Vocês devem estar se perguntando o que diabos isso tem haver com Jack o Estripador, mas vou chegar lá, é exatamente depois desse ponte que ele entra: Guil é contratado pessoalmente pela rainha para dar um fim nas chantagistas, Sickert sabia que era Marie, e suas amigas no total quatro, então a missão dele era dar cabo nelas. O senhor Willian Guil transforma uma missão que poderia ser considerada simples por muitos assassinos, em algo divinamente doentio. Ele queria transformar em uma obra de arte os assassinatos. E explica suas teorias a seu chofer burro, apenas para ser escutado, mesmo sabendo que ele não entendia lhufas do que ele dizia, ele falava, um dialogo extremamente longo mas interessante, onde Guil explora suas teorias machistas, suas inspirações baseadas em pessoas históricas, e demonstra o lado obscuro da maçonaria, em um certo momento da obra, Guil traça num papel um pentagrama fazendo alusões aos ocultismo, satanismo, temos até mesmo a imagem de um bode em um dos capítulos (animal símbolo do tal) não precisa ser nenhum culto para perceber que o Doutor queria transformar algo que poderia ser só um assassinato em um verdadeiro terror. Nem mesmo a Rainha imaginaria que uma missão que poderia ser resolvida logo, se transformaria em um quebra-cabeças monstruoso que iria parar a policia causar pânico em todos da cidade e chamar a atenção da mídia de uma maneira horrível.
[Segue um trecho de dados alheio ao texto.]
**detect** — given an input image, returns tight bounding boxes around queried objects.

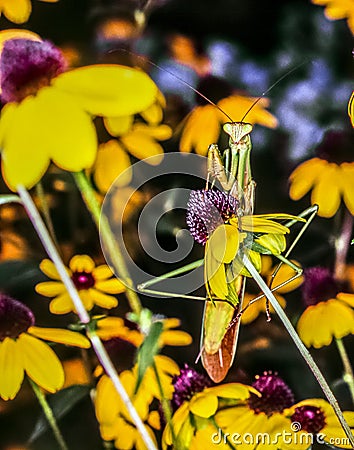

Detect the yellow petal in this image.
[39,259,61,280]
[104,115,134,136]
[17,333,64,392]
[0,338,24,400]
[289,158,327,200]
[69,255,95,273]
[35,281,65,297]
[88,288,118,309]
[1,0,32,23]
[161,330,192,346]
[140,102,163,125]
[53,64,157,117]
[121,131,163,165]
[179,105,220,156]
[239,216,289,234]
[0,29,42,59]
[0,98,50,190]
[27,327,91,348]
[189,394,218,418]
[95,278,126,294]
[208,224,239,264]
[93,139,132,193]
[311,163,342,218]
[133,122,172,141]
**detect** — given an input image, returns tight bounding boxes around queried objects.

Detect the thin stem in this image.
[36,181,59,248]
[334,209,354,281]
[17,185,156,450]
[28,378,68,450]
[152,362,177,442]
[243,255,354,448]
[73,172,142,315]
[336,339,354,403]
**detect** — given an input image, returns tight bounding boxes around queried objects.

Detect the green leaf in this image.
[135,321,163,393]
[28,384,91,444]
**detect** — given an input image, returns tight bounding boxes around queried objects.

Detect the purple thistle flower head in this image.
[248,371,294,416]
[0,39,66,103]
[186,189,239,245]
[302,267,339,306]
[0,294,34,342]
[291,405,326,434]
[172,364,211,411]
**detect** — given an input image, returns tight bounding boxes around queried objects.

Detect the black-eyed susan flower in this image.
[179,76,278,156]
[311,0,354,34]
[0,35,157,190]
[297,267,354,348]
[162,366,258,450]
[96,317,192,348]
[241,256,303,324]
[0,294,90,400]
[290,130,354,218]
[0,0,58,23]
[35,255,125,314]
[285,398,354,448]
[186,190,301,299]
[95,355,179,450]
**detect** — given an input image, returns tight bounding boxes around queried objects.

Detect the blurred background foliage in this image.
[0,0,353,450]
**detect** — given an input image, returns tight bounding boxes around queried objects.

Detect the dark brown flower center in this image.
[0,294,34,341]
[302,267,339,306]
[248,372,294,416]
[291,405,326,434]
[0,39,66,103]
[71,272,95,291]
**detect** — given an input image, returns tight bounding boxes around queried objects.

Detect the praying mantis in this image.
[138,98,317,382]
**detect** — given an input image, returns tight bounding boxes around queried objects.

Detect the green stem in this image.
[17,185,156,450]
[36,181,59,248]
[243,255,354,448]
[336,339,354,403]
[152,362,177,442]
[73,172,142,315]
[28,378,68,450]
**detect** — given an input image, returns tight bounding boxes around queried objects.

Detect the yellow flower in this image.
[285,398,354,448]
[290,130,354,218]
[0,0,58,23]
[312,0,354,34]
[35,255,125,314]
[96,317,192,348]
[95,355,179,450]
[348,92,354,127]
[179,86,278,156]
[297,267,354,348]
[0,294,90,400]
[241,256,303,324]
[0,34,157,190]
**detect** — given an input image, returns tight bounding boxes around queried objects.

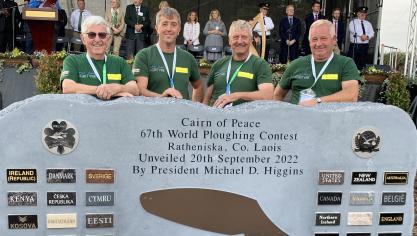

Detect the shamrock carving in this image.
[44,121,75,154]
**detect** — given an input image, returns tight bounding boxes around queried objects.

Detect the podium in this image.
[22,7,58,53]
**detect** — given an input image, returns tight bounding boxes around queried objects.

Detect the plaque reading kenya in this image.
[0,94,417,236]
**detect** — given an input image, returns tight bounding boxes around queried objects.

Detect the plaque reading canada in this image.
[0,94,417,236]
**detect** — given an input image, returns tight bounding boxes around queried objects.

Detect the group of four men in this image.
[61,8,359,107]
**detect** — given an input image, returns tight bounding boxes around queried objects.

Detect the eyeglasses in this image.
[85,32,108,39]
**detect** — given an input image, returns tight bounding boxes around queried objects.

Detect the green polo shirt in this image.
[133,45,200,99]
[207,55,272,105]
[279,54,360,104]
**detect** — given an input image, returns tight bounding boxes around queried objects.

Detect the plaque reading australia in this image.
[7,169,37,183]
[7,215,38,230]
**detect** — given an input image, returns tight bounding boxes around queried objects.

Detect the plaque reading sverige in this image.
[0,95,417,236]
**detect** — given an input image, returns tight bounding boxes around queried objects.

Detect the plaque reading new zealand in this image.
[7,215,38,230]
[42,120,79,155]
[7,169,37,184]
[352,172,377,184]
[7,192,38,206]
[46,192,77,206]
[352,127,381,158]
[46,169,77,183]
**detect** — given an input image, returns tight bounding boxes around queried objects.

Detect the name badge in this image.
[237,71,253,79]
[107,74,122,80]
[175,67,188,74]
[321,74,339,80]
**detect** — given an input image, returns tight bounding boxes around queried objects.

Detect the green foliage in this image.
[35,51,67,93]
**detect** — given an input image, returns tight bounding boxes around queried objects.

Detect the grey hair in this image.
[308,20,336,40]
[81,16,110,34]
[155,7,181,25]
[229,20,253,38]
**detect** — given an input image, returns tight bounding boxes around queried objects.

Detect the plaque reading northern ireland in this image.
[7,169,37,184]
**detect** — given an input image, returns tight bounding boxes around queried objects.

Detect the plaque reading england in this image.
[7,169,37,183]
[46,213,77,229]
[85,214,113,228]
[46,192,77,206]
[85,192,114,206]
[46,169,77,183]
[319,171,345,185]
[352,172,377,184]
[379,213,404,225]
[8,215,38,229]
[7,192,38,206]
[316,213,340,226]
[384,171,408,184]
[85,169,114,184]
[317,192,342,205]
[349,192,375,206]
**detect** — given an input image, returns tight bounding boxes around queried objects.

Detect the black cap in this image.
[355,6,368,13]
[258,2,271,9]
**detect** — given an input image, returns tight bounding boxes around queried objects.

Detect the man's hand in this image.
[299,98,317,107]
[213,93,238,108]
[96,84,121,100]
[162,88,182,99]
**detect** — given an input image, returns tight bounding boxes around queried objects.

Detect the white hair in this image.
[81,16,110,34]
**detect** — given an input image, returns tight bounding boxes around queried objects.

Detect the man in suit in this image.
[329,8,345,53]
[125,0,151,59]
[303,1,325,55]
[279,5,301,64]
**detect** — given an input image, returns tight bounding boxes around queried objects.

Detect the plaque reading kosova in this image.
[0,95,417,236]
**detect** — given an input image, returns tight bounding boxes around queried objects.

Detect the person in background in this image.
[70,0,91,51]
[106,0,125,56]
[348,7,374,70]
[125,0,151,59]
[203,9,227,61]
[61,16,139,100]
[279,5,301,64]
[183,11,200,47]
[303,1,325,55]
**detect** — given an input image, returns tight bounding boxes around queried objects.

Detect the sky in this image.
[381,0,411,52]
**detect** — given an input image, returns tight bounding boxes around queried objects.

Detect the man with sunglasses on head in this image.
[132,7,203,102]
[61,16,138,100]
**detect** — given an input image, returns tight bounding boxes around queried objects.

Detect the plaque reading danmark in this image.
[379,213,404,225]
[46,169,77,183]
[7,169,38,184]
[348,212,373,226]
[349,192,375,206]
[85,169,114,184]
[85,214,113,228]
[384,171,408,185]
[317,192,342,205]
[352,172,377,184]
[319,171,345,185]
[8,215,38,229]
[316,212,340,226]
[46,213,77,229]
[46,192,77,206]
[85,192,114,206]
[7,192,38,206]
[382,192,407,205]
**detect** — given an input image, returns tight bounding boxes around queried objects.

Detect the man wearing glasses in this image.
[61,16,138,100]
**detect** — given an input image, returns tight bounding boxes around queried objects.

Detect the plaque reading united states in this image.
[0,95,417,236]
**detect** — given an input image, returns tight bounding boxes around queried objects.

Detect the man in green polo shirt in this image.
[61,16,138,100]
[203,20,274,108]
[274,20,359,106]
[132,7,203,102]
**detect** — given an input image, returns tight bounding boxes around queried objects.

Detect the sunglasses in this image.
[85,32,108,39]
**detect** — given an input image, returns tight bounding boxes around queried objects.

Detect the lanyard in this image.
[310,52,334,88]
[156,43,177,88]
[85,53,107,84]
[226,53,251,95]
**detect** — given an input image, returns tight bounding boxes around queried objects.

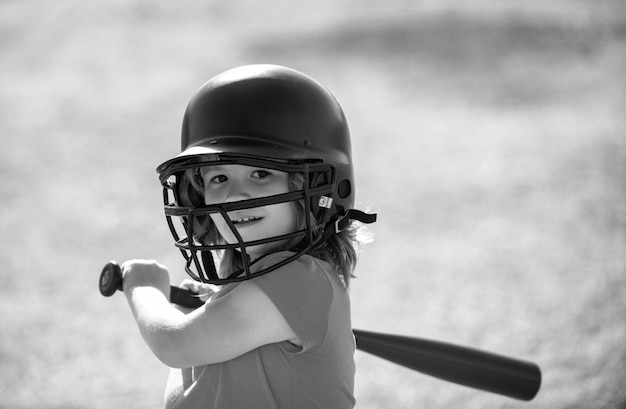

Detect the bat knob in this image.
[99,261,122,297]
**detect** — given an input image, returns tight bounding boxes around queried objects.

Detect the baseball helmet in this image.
[157,65,374,285]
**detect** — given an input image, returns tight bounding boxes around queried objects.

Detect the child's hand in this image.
[180,278,217,301]
[121,260,170,299]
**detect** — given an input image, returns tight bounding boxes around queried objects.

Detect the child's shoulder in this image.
[252,251,332,273]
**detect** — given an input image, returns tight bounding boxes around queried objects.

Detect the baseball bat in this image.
[100,261,541,401]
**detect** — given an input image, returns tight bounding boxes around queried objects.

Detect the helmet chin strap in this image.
[321,209,377,242]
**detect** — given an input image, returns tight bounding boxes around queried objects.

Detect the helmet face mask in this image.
[160,154,335,284]
[157,65,354,284]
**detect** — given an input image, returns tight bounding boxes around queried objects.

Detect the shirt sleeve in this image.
[252,252,333,352]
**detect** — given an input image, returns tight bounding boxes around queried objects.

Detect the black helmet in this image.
[157,65,367,284]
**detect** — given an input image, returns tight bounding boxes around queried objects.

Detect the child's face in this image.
[202,165,297,259]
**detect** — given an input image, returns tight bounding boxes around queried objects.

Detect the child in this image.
[122,65,375,409]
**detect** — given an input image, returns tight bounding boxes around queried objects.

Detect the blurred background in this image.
[0,0,626,409]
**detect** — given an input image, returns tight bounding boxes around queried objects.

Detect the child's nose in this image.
[225,178,252,202]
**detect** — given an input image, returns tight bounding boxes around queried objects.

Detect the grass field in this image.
[0,0,626,409]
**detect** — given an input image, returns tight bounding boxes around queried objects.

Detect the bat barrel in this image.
[354,330,541,401]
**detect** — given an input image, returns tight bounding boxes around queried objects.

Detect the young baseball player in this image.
[122,65,375,409]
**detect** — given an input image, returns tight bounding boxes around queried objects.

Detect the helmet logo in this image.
[317,196,333,209]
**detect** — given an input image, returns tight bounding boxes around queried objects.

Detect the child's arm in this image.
[122,261,300,368]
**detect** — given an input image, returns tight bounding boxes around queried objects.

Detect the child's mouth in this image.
[231,216,262,225]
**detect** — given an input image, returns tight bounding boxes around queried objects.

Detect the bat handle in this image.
[99,261,204,308]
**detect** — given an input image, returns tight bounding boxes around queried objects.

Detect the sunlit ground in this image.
[0,0,626,409]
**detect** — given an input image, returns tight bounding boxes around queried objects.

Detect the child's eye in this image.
[252,169,272,179]
[209,175,228,184]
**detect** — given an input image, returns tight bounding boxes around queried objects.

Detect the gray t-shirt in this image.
[168,252,355,409]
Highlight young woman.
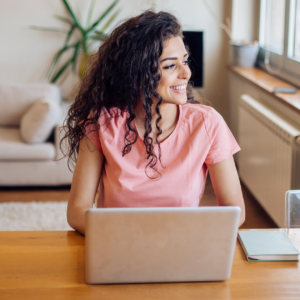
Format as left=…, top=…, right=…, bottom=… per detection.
left=65, top=11, right=245, bottom=234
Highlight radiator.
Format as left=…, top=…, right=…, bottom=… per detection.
left=237, top=95, right=300, bottom=227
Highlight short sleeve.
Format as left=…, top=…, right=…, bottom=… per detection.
left=204, top=108, right=241, bottom=164
left=85, top=120, right=102, bottom=152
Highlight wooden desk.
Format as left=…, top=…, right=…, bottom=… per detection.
left=0, top=229, right=300, bottom=300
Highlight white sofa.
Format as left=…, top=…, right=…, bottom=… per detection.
left=0, top=82, right=73, bottom=186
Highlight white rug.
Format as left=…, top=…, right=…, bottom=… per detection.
left=0, top=201, right=73, bottom=231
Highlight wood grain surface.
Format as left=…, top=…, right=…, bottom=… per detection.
left=228, top=66, right=300, bottom=114
left=0, top=229, right=300, bottom=300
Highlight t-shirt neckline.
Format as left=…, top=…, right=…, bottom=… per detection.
left=132, top=105, right=182, bottom=147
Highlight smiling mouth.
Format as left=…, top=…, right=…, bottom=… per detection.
left=170, top=84, right=186, bottom=94
left=170, top=84, right=186, bottom=90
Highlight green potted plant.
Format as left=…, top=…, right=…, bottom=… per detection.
left=30, top=0, right=120, bottom=83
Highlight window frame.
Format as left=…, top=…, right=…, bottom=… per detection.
left=258, top=0, right=300, bottom=87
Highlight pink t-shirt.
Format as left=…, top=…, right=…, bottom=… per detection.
left=87, top=104, right=240, bottom=207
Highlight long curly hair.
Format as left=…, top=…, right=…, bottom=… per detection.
left=61, top=10, right=192, bottom=177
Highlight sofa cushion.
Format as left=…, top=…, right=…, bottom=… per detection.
left=0, top=82, right=60, bottom=126
left=0, top=127, right=55, bottom=161
left=20, top=100, right=62, bottom=144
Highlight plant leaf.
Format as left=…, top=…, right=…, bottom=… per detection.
left=29, top=26, right=68, bottom=34
left=50, top=57, right=73, bottom=83
left=86, top=0, right=95, bottom=27
left=88, top=0, right=119, bottom=32
left=62, top=0, right=83, bottom=31
left=53, top=15, right=74, bottom=25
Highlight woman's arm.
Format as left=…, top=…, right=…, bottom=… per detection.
left=67, top=136, right=104, bottom=234
left=207, top=156, right=245, bottom=226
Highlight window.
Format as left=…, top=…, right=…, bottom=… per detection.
left=259, top=0, right=300, bottom=86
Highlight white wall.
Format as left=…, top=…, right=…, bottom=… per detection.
left=0, top=0, right=231, bottom=118
left=232, top=0, right=260, bottom=42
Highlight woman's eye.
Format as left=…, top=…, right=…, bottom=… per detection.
left=163, top=64, right=175, bottom=69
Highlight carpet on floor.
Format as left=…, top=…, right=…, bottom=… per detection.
left=0, top=201, right=73, bottom=231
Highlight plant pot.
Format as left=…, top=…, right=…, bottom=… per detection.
left=229, top=42, right=259, bottom=68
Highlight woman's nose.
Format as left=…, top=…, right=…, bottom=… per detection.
left=178, top=65, right=191, bottom=81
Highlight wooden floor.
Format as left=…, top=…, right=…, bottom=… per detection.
left=0, top=178, right=277, bottom=229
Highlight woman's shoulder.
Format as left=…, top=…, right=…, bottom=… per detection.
left=182, top=103, right=222, bottom=122
left=98, top=107, right=129, bottom=127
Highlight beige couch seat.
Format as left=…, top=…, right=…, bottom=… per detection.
left=0, top=127, right=55, bottom=161
left=0, top=82, right=73, bottom=186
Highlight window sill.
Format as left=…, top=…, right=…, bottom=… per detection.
left=228, top=65, right=300, bottom=115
O Doutor Willian Guil fez um barraco em cima de uma situação desnecessária. E aos poucos vai perdendo cada vez mais a sanidade o que acaba levando-o ao desfecho final e irônico da trama. Somos apresentados a Abberline antes sequer do primeiro capitulo começar, lá ele conversa com Sr. Lees, os dois ambos idosos, comentam o desfecho do caso de Jack o Estripador. Abberline foi o detetive que investigou os casos de Jack, e Lees era uma espécie de sensitivo que descobriu quem era o tal (E acertou) mas se acertou porque Jack nunca foi pego? Isso é explicado quase no final da história. Ou seja um mero gostinho de muitos anos após o final vazio de nunca terem o pego. No segundo volume de Do Inferno, Abberline é muito melhor apresentado, agora sabemos que ele foi o detetive levado de volta a Whitechapel A contra-gosto para investigar o primeiro assassinato (Marie). O Padrão de Jack (Dr.Guil) era o mesmo, oferecer carona a elas em sua carruagem, lhe dá uvas obviamente com tranquilizantes, cortar o pescoço delas com navalhas e depois as cortar de maneira horrível. Abberline logo de cara percebeu que esses assassinatos, eram de autoria de alguém que conhecia muito bem a anatomia humana. Ou seja não era de um idiota qualquer cortando a esmo uma pessoa e sim uma pessoa que sabia muito bem o que estava fazendo. E durante as teorias, o caso de Jack ganhou popularidade, milhares de pessoas escrevendo cartas, dizendo ser de autoria do assassino até então tendo seu nome mais popular como avental de couro. Guil decide mandar uma carta, escrita por seu burro companheiro com erros notáveis de escrita que para ele eram bem-vindos dando um ar de insanidade perfeito nela está assissinada Jack O Estripador, o nome da carta era Do Inferno, titulo que leva essa obra. Quando Guil começa a perder o controle de vez, mas finalmente mata a ultima responsável pela chantagem, em meados do terceiro e quarto volume (Em um ponto especifico ele mata uma mulher errada) não que isso lhe cause remorsos, mas a cada morte horrenda, sentimos a total perda de faculdades mentais do senhor Guil. A rainha acha um bode expiatório para morrer, e levar a culpa pelos assassinatos, mas o que ela não conta é que agora o senhor Willian totalmente instável ameaça até mesmo a coroa. Algo que ela está disposta a resolver por qualquer meio que seja.

Vale a pena cada página lida, cada minuto gasto, a trama vai lhe prender do começo ao fim eu recomendo com certeza absoluta.